1998). Children at high risk for DBD are children who experience difficulties regarding both executive and verbal cognitive skills (Moffitt
1993). In addition, socialization practices might contribute to gender differences in inhibition. In general, girls are encouraged to exert more control over their behavior than boys (Keenan and Shaw
1997). As a result, girls learn to show more inhibited behavior than boys from an early age on, which might be reflected in our findings. Finally, the marginally significant effects of gender on other EF might be due to a lack of statistical power, because the number of girls in this sample was relatively small. Therefore, EF such as working memory and set shifting also require to be analyzed separately for boys and girls in future studies.
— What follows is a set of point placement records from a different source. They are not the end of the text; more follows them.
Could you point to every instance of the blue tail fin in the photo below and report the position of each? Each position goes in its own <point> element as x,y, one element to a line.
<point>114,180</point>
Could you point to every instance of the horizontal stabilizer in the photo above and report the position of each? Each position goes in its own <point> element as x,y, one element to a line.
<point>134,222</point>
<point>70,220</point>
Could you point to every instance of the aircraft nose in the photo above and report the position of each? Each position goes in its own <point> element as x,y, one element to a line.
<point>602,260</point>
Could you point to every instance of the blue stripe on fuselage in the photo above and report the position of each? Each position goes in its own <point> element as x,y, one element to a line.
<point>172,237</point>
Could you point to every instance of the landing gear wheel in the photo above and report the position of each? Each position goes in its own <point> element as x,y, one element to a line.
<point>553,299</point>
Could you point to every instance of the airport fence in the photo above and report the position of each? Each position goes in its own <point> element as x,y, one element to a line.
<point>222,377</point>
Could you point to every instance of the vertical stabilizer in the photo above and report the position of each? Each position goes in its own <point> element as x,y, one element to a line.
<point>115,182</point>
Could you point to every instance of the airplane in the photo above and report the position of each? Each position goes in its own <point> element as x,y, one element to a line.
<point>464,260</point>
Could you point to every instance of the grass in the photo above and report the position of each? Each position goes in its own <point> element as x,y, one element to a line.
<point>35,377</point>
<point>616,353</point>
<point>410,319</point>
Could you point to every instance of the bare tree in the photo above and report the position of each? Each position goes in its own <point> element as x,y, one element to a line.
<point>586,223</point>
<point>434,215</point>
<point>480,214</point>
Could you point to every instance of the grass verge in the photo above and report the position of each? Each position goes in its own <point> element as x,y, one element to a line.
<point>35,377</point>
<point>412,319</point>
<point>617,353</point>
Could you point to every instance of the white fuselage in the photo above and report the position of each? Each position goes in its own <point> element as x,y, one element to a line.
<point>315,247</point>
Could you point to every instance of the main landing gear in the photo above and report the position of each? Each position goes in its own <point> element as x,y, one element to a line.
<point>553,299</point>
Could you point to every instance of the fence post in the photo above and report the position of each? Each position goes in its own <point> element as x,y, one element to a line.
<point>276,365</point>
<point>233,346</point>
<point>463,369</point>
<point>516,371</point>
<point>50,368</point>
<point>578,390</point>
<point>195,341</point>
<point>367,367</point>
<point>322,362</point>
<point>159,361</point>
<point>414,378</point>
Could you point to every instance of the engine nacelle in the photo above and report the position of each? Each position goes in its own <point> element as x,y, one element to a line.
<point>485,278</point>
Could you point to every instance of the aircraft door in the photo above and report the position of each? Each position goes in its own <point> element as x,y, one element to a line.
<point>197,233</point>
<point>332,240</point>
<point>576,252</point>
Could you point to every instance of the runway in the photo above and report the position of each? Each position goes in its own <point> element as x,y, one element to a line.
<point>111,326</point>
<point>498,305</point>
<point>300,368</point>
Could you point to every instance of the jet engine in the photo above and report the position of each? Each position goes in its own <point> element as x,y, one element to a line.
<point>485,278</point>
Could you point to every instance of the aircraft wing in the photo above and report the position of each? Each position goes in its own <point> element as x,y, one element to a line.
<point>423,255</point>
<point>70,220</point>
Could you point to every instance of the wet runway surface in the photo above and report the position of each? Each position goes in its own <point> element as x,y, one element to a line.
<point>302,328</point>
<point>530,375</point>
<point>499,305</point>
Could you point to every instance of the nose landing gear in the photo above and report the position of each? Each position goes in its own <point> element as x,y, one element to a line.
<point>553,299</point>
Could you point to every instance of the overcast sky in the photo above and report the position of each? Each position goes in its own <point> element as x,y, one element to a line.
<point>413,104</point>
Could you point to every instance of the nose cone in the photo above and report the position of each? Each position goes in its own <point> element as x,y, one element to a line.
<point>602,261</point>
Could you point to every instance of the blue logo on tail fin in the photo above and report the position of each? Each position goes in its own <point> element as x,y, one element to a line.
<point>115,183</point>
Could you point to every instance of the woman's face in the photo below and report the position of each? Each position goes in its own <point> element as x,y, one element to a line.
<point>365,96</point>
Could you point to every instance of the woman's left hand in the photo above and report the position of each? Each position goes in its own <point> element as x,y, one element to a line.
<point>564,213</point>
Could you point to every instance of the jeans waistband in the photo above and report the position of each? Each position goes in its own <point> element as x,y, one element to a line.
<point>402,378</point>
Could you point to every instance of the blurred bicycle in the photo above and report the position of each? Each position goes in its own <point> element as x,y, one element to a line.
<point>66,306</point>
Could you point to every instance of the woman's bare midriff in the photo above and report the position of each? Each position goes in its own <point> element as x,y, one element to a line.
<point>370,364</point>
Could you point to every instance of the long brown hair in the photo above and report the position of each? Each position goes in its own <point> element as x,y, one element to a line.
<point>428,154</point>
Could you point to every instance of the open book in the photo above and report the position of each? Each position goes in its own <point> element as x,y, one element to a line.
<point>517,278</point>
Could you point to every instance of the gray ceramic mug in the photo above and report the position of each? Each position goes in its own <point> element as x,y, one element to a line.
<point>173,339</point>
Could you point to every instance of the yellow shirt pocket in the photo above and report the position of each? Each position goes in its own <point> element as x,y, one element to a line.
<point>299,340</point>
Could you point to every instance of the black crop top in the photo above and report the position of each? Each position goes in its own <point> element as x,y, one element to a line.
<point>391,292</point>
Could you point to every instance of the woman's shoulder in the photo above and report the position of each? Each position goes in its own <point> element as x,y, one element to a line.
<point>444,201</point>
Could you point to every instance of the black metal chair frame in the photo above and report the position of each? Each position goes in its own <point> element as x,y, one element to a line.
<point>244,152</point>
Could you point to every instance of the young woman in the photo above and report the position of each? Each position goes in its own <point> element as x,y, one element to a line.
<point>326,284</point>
This study has a number of limitations that need to be considered. First, the majority of the parents of the children in our sample showed a high educational level. Therefore, our findings have limited generalizability to children from less educated parents. Second, we employed extreme inclusion criteria. We compared a group of children who showed a low level of aggressive behavior to a group of children who showed a relatively high level of aggressive behavior; these groups represent the extreme ends of the behavioral spectrum. The finding of EF impairments in the aggressive group can only be interpreted within this context. Third, we used an experimental battery of tasks, consisting of six neuropsychological measures. The use of other EF measures might have yielded different EF factors, and might thus have captured other EF deficits present in this group of young aggressive preschoolers. An additional limitation is that the measures used did not assess ‘pure’ EFs; most EF tasks measured more than one EF. Tapping pure EFs is conceptually not feasible, because almost every task requires a subject to keep rules in mind and thus addresses working memory next to the EF which was aimed to be measured. By conducting a factor analysis, we deducted the common variance between the variables from the measures used, resulting in a latent Inhibition factor that represents a more pure measure of EF. The use of tasks which assess the more motivational aspects of EF are of interest, considering that school-aged children and adolescents with DBD show dysfunctions on these kinds of tasks (Blair et al.
2001; Matthys et al.
1998,
2004; Van Goozen et al.
2004). Future studies are needed to clarify the role of reward and the more affective aspects in the EF of children who show aggressive behavior in this young age group.
The relevance of assessing EF in the preschool years is clearly supported by the current findings. Results of this study show that impairment in inhibition is a correlate of aggressive behavior in preschool children, regardless of attention problems. This study adds to the growing body of literature on the role of neuropsychological deficits in the development of behavioral disorders. Since inhibition deficits may contribute to the development of aggressive behavior and DBD, future research should assess EF in aggressive preschoolers longitudinally to gain insight in the role of EF deficits as precursors or risk factors for the development and persistence of DBD.